La Sezione Lavoro della Corte di Cassazione ha stabilito con la sentenza n. 7963 del 18.05.2012 che l’inattività forzata del lavoratore può essere fonte dell’obbligo di risarcire il danno non patrimoniale sofferto da parte del datore di lavoro.
La fonte normativa principale dalla quale si dipana il ragionamento dei giudici di Piazza Cavour è l’art. 2103 del codice civile: in esso è contenuto il diritto del lavoratore a svolgere le mansioni per le quali è stato assunto ovvero equivalenti alle ultime effettivamente svolte. Da ciò consegue, altresì, il diritto a non essere lasciato in condizioni di inattività forzata e senza assegnazione di compiti, anche se regolarmente retribuito. Il principio che emerge, infatti, è quello per cui il lavoro non è soltanto una fonte di guadagno ma anche un mezzo attraverso il quale ciascun cittadino esprime la propria personalità e che, come tale, riceve una piena tutela dalla Carta costituzionale in quanto diritto fondamentale della persona.

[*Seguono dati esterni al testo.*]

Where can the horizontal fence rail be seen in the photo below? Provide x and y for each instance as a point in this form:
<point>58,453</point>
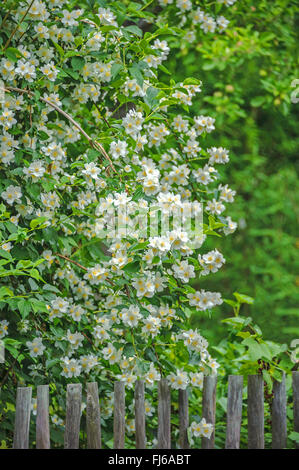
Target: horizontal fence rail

Pertanto, la condotta del datore non violerebbe soltanto il principio di cui all’art. 2103, ma si porrebbe in contrasto con il diritto al lavoro inteso come mezzo attraverso il quale si estrinseca la personalità di ogni cittadino, determinando una lesione del bene immateriale della dignità professionale e dell’immagine del lavoratore.
Il danno non patrimoniale nella disciplina del rapporto di lavoro si configura ogni qual volta il datore di lavoro tenga una condotta illecita che leda gravemente i diritti della persona del lavoratore che sono costituzionalmente garantiti (come, appunto, nel caso in esame).
Spetta all’organo giudicante, di volta in volta, individuare gli interessi gravemente lesi dal datore ed evitare di prendere in considerazione disagi o lesioni inconsistenti, dando conto del ragionamento logico-giuridico seguito in sede di motivazione della sentenza.
Tuttavia, la responsabilità risarcitoria in capo al datore è responsabilità da inadempimento di una obbligazione contrattuale. Essa deve essere senz’altro esclusa nelle ipotesi in cui la causa della condotta sia connessa all’esercizio dei poteri imprenditoriali (garantiti dall’art. 41 della Costituzione), dei poteri disciplinari, ovvero quando l’inadempimento derivi da causa a lui non imputabile. L’onere della prova circa la sussistenza di tali ipotesi grava sul datore, il quale potrà liberarsi da qualunque responsabilità qualora sia in grado di dimostrare che il demansionamento o la privazione di funzioni del lavoratore siano dipesi unicamente da fattori oggettivi legati alla generale contrazione delle attività imprenditoriali e siano estranei alla sua volontà. CS.